An odd silence settled over the unusual pair. Slade held back the urge to shift in his seat as an uncomfortable feeling crept into him. It was rare for him to acknowledge the fact that he actually cared about the older man. He wasn't exactly the best at expressing his feelings, nor did Slade enjoy announcing them to the world.
It wasn't that the masked man didn't have a heart, he just choose to ignore it most of the time.
"I hope you feel ridiculous right now," Mr. Wintergreen said suddenly.
Slade snapped up as he was shaken out of his thoughts. Wintergreen's voice was laced with a devious tone that caused the masked man to raise an eyebrow in suspicion.
"I don't understand what you mean, Will."
"Because you certainly look ridiculous, eating breakfast in that preposterous mask of yours," the older man continued, oblivious to the fact that Slade had said anything at all. Another pancake hit the griddle with a loud sizzle.

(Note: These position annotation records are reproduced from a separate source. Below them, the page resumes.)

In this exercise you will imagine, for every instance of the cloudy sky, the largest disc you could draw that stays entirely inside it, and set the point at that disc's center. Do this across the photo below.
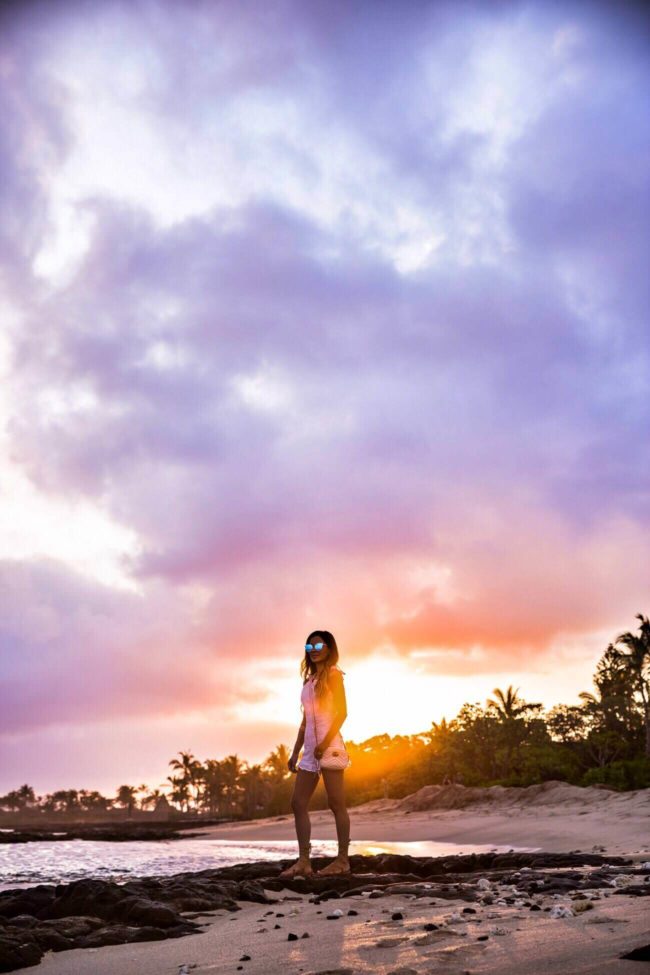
(313, 314)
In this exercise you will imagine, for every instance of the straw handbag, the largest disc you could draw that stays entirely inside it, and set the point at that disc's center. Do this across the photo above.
(334, 756)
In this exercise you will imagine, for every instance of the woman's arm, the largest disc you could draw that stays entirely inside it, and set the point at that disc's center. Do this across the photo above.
(340, 707)
(301, 737)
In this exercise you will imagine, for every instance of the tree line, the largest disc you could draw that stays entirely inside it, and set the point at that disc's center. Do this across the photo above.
(605, 739)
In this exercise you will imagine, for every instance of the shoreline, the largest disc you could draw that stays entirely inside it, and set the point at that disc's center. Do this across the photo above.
(545, 913)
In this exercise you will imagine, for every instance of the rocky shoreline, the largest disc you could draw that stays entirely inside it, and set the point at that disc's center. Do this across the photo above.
(91, 913)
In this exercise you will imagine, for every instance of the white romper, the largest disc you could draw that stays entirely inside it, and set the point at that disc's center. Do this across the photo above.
(320, 711)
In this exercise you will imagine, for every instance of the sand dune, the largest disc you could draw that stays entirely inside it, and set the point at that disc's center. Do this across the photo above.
(498, 797)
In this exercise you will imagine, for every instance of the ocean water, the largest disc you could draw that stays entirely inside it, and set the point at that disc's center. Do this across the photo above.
(53, 862)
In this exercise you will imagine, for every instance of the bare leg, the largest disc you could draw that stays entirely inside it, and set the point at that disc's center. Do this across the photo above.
(303, 790)
(334, 784)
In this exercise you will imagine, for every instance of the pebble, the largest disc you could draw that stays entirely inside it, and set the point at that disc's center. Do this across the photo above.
(561, 910)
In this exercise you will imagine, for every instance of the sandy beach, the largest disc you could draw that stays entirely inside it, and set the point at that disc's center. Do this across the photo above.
(502, 932)
(554, 817)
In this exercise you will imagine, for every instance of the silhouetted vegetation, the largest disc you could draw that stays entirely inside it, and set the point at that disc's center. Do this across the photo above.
(508, 741)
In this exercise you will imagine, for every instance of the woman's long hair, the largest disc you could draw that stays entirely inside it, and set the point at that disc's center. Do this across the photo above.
(308, 666)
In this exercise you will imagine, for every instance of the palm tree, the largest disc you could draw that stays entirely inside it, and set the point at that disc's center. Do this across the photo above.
(637, 662)
(509, 705)
(126, 797)
(190, 769)
(179, 791)
(510, 710)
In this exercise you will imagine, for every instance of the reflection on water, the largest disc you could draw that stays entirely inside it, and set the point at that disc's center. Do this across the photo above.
(47, 862)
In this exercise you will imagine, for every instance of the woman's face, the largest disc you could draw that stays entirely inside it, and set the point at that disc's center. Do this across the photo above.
(318, 655)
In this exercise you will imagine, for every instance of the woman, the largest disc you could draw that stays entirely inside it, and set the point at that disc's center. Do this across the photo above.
(325, 710)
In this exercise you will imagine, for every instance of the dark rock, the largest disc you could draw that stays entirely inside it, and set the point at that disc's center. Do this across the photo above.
(18, 951)
(638, 954)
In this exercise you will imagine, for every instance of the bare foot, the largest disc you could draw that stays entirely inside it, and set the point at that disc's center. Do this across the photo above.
(340, 865)
(301, 868)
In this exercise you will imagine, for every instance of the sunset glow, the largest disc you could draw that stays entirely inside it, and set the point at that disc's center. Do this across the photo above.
(313, 317)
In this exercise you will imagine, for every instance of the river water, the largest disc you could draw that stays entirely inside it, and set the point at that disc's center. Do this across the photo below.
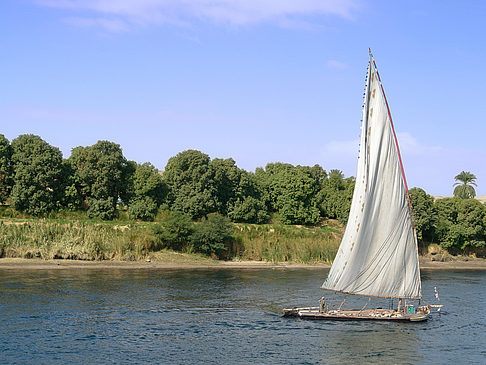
(223, 316)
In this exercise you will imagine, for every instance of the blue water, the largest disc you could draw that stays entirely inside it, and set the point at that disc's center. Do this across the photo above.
(222, 316)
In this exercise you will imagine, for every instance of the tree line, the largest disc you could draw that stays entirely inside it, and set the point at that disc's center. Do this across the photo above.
(98, 179)
(36, 179)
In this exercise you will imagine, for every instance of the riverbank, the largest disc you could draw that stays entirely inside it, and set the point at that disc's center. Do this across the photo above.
(186, 263)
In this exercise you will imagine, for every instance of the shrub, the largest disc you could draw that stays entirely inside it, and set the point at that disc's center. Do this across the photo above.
(212, 234)
(102, 209)
(174, 231)
(143, 208)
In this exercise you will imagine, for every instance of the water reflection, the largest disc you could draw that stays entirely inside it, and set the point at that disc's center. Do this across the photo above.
(222, 316)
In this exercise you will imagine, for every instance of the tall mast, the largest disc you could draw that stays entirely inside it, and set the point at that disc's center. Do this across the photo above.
(412, 217)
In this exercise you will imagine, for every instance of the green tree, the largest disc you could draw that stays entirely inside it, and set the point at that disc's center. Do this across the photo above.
(212, 235)
(174, 231)
(334, 198)
(101, 176)
(291, 191)
(249, 210)
(191, 181)
(463, 186)
(424, 212)
(6, 181)
(147, 193)
(38, 175)
(461, 224)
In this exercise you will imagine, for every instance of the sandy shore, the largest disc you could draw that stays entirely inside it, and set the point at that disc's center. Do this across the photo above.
(39, 264)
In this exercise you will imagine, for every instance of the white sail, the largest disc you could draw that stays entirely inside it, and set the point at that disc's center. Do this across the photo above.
(378, 253)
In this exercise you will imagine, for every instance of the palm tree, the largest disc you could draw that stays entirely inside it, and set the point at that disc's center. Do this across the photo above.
(464, 183)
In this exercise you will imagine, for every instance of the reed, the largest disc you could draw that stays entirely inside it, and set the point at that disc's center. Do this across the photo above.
(55, 238)
(279, 243)
(78, 241)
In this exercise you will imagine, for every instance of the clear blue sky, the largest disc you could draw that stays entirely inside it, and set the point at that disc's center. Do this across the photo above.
(259, 81)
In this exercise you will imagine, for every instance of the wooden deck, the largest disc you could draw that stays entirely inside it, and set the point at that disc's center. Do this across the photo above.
(355, 314)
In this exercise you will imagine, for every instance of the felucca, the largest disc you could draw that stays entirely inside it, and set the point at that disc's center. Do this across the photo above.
(378, 255)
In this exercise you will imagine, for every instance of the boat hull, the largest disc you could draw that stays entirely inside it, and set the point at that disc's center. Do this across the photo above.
(313, 313)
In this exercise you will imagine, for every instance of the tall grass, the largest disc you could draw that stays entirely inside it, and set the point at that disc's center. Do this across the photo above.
(277, 243)
(72, 241)
(84, 240)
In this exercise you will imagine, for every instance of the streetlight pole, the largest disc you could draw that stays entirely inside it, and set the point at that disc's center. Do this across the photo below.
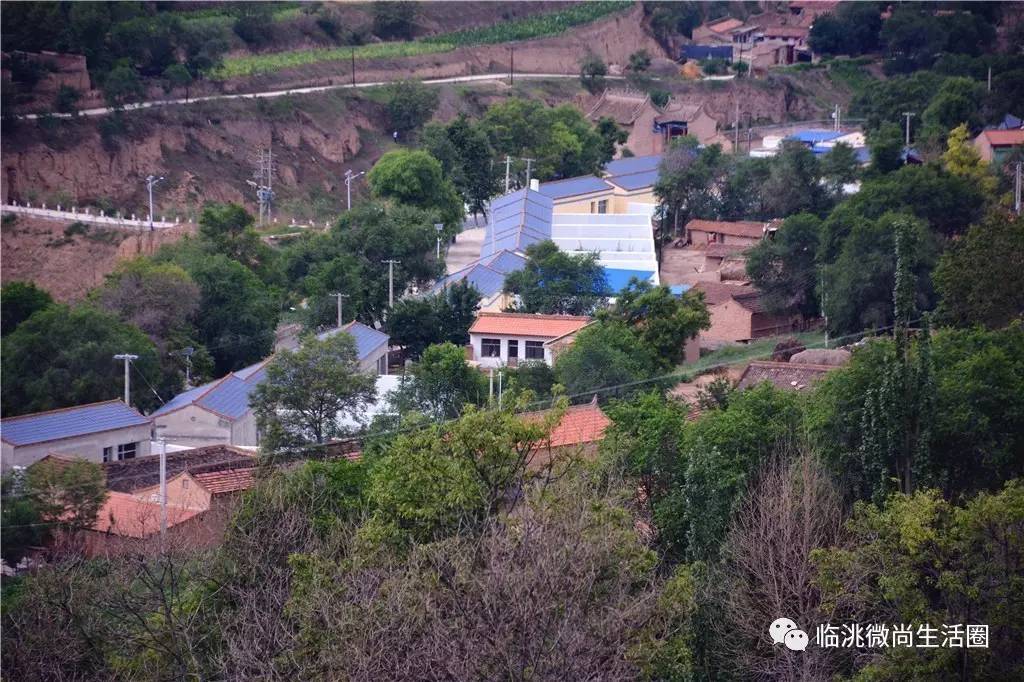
(151, 182)
(340, 297)
(390, 281)
(127, 357)
(349, 176)
(908, 115)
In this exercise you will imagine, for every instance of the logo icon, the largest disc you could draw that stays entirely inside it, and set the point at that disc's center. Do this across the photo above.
(784, 631)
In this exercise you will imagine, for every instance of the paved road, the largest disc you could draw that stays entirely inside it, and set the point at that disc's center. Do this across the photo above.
(79, 216)
(320, 88)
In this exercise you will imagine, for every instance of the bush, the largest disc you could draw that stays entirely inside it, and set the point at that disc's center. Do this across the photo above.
(66, 99)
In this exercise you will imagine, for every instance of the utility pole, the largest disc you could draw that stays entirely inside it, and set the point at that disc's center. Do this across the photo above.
(349, 176)
(151, 182)
(1017, 188)
(908, 115)
(390, 281)
(127, 357)
(735, 143)
(163, 492)
(339, 296)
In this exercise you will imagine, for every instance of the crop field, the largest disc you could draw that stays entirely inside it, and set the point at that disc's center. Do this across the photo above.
(541, 26)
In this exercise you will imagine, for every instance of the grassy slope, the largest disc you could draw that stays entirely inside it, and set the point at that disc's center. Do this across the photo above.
(534, 27)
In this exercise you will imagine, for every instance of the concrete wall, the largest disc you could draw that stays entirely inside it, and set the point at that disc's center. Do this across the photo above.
(195, 426)
(88, 448)
(475, 340)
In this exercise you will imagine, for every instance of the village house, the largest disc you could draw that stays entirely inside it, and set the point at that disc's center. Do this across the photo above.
(98, 432)
(505, 339)
(738, 314)
(203, 485)
(995, 145)
(737, 232)
(219, 412)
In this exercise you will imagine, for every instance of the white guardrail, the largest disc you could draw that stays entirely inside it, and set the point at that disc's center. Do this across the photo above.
(88, 216)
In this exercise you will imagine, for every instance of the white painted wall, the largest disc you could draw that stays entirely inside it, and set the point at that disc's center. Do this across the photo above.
(87, 448)
(476, 340)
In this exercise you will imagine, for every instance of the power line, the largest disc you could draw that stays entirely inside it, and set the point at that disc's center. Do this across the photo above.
(677, 375)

Slade let out a sigh of annoyance as he prepared himself for the long monologue he was about to endure. He had heard this many times in the past years. As much as he cared about Will, the man could be a real pain in his –
"I know you use it to scare people, but a teenage boy, really? What is a boy like Robin going to do with your 'secret' identity – which isn't even a secret because he calls you by your first name!" the man drawled, cracking an egg into a silver bowl.
"Will, we have talked about this – "
"I mean, what is he going to do with your secret identify? Attack me? Because I am pretty sure I could flatten him with my spatula – the boy is all skin and bones."
Slade snorted at the absurd image that blared in his mind. It was a good thing Robin was still sound asleep, or Will would have a very offended teenager to deal with right now.
"Besides that!" Mr. Wintergreen said throwing open a drawer and pulling out a whisk. "I could never understand why you chose black and orange? You look like Halloween threw up on you."
Slade rolled his eye at the insult that had been hurled his way since the day he had made the mask. Will had never approved of his style of armor. For years the man had tried to get him to change it, with no such luck. So now the older man had settled into the routine of throwing various insults his way whenever he donned his uniform.
Mr. Wintergreen looked up as a clever glimmer entered into his green eyes.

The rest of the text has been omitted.